2 - Department of Horticulture, College of Agriculture, Ferdowsi University of Mashhad, Mashhad, Iran.
3 - Department of Horticulture, College of Agriculture, Ferdowsi University of Mashhad, Mashhad, Iran.
4 - Department of Horticulture, College of Agriculture, Karaj Branch, Islamic Azad University, Karaj, Iran.
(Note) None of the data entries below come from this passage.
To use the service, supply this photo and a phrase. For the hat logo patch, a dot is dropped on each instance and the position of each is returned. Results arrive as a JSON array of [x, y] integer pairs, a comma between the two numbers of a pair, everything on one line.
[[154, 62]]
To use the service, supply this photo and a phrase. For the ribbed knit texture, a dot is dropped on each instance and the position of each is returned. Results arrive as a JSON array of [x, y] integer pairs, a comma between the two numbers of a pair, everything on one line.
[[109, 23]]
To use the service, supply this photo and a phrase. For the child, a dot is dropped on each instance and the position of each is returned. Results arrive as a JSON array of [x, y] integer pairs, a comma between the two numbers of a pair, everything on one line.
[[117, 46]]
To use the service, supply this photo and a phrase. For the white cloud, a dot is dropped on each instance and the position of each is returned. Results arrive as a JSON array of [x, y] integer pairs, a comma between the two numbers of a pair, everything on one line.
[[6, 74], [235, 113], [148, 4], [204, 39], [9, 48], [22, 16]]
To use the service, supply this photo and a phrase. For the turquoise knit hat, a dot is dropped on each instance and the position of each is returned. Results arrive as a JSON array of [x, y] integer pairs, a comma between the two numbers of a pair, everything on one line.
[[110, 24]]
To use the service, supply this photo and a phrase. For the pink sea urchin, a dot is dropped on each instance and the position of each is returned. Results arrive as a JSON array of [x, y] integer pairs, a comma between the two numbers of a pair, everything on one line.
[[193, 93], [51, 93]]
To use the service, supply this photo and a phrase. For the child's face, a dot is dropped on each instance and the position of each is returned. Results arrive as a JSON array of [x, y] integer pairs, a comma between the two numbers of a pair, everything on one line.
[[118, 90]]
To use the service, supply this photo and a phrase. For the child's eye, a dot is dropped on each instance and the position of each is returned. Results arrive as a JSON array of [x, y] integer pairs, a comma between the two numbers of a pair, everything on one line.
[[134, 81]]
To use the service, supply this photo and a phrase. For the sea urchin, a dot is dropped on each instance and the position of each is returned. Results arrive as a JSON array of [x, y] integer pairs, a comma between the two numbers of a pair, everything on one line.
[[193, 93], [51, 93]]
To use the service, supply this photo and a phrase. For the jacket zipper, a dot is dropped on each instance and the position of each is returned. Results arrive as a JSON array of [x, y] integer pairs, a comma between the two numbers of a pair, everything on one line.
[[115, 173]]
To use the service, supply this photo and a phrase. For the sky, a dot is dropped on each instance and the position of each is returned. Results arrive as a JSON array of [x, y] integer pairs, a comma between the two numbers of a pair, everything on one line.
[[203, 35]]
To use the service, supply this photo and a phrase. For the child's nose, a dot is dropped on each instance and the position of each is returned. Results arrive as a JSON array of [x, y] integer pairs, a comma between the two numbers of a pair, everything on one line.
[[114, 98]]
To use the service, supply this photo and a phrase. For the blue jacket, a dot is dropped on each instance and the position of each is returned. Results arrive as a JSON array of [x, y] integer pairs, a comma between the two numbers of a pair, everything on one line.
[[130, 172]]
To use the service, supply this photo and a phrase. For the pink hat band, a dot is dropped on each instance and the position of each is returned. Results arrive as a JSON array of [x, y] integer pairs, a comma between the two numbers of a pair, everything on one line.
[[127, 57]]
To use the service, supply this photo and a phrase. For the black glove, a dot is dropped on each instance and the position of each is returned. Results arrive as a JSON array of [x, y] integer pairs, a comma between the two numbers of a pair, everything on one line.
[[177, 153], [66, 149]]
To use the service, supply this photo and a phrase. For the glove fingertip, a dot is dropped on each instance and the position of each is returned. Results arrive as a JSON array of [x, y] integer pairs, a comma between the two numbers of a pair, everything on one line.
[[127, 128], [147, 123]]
Keywords: superoxide dismutase, spermine, polyphenol oxidase, putrescine, destructive biomarker,
Abstract :
Rose is one of the most important ornamental plants which nowadays holds the first top position in production and export of cut flowers due to its beautiful and colorful flowers. The quantity and quality of rose cultivars depend on environmental and nutrition. Pre and post-harvest application of plant growth regulators is one of the common methods for quality improvement of this flower. Therefore, in the present study, cut ‘Black Magic’ rose flowers were treated at pre harvest with spermidine (0, 50 and 100 mgl-1) and with salicylic acid (0, 50 and 100 mgl-1) during postharvest. Consequently, postharvest quality from various point of view such as internal polyamine content, activity of free radical enzymes (such as superoxide dismutase, catalase and polyphenol oxidase) and destructive lipid oxidation (malondialdehyde content) were studied. Results indicate that foliar application with spermidine and with salicylic acid increases petal soluble protein content, improves the activity of superoxide dismutase, catalase and poly phenol oxidase in the petals of cut ‘Black Magic’ rose flowers. Activity increment of enzymes that are involved in oxidative stress, decreased lipid peroxidation and consequently, they decreased malondialdehyde content as destructive biomarker. Internal polyamines such as spermine, spermidine and putrescine were also significantly affected by spermidine and salicylic acid application.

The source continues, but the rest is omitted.